# Youtube Channel Recollection Road is the best for nostalgia!



## dseag2 (Nov 5, 2021)

I found this channel on Youtube and it is amazing...


----------



## jerry old (Nov 5, 2021)

The kit you could buy and assemble at you own speed: Autin Healy?
Had to goggle it: it was an Allstate.


----------



## oldpop (Nov 5, 2021)

I enjoyed that. Especially the vintage cars.


----------



## Ruth n Jersey (Nov 5, 2021)

@dseag2 what a great video. It brings back so many memories. My mom and dad did a lot of shopping in Sears back in the 50s. 
My mom and I would go to the clothing department and dad would make his way to the tool department.
Most of my school clothes came from Sears.
They had a stocking department also.
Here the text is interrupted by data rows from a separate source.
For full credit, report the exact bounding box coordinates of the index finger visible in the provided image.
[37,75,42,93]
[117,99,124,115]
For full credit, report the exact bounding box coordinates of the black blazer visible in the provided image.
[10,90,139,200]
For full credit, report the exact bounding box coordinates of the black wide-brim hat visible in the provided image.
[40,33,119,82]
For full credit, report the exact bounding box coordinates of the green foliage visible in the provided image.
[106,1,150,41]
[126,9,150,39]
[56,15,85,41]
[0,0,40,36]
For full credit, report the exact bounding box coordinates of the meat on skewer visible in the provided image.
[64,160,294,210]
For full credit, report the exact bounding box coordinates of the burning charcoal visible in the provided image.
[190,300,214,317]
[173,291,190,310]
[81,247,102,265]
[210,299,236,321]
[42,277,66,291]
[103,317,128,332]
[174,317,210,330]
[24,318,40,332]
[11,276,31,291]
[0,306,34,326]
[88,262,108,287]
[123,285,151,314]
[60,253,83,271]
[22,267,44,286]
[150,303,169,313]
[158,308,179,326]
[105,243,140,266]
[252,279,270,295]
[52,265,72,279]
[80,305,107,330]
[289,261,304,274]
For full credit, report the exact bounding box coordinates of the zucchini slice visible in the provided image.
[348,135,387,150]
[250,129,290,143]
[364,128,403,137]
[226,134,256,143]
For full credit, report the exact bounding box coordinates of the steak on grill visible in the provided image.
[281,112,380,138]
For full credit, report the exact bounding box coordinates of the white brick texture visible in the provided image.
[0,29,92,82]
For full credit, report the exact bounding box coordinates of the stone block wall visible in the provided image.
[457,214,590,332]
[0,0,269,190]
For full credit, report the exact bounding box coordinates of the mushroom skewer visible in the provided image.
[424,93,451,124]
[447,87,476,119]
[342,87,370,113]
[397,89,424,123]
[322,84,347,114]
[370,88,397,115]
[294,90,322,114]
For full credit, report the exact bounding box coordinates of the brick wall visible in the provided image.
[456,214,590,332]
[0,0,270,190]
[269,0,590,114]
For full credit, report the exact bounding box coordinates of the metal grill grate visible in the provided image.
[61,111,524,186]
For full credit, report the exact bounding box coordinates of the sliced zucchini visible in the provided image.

They gave you a little card that was punched every time you bought a pair.  After filling the card you got a free pair.


----------



## dseag2 (Nov 5, 2021)

Recollection Road has a whole set of nostalgic videos, so by all means take a look at the channel.  As for Sears, I used to love it when my parents took me there for toys!


----------



## Marie5656 (Dec 8, 2021)

*Here is a throwback from another channel*


----------



## jerry old (Dec 8, 2021)

Sounds like a great deal to learn.


----------



## Grampa Don (Dec 8, 2021)

Thanks for posting.  We bought a lot of stuff from Sears.  One in a mall near us is being torn down to be replaced by housing.


----------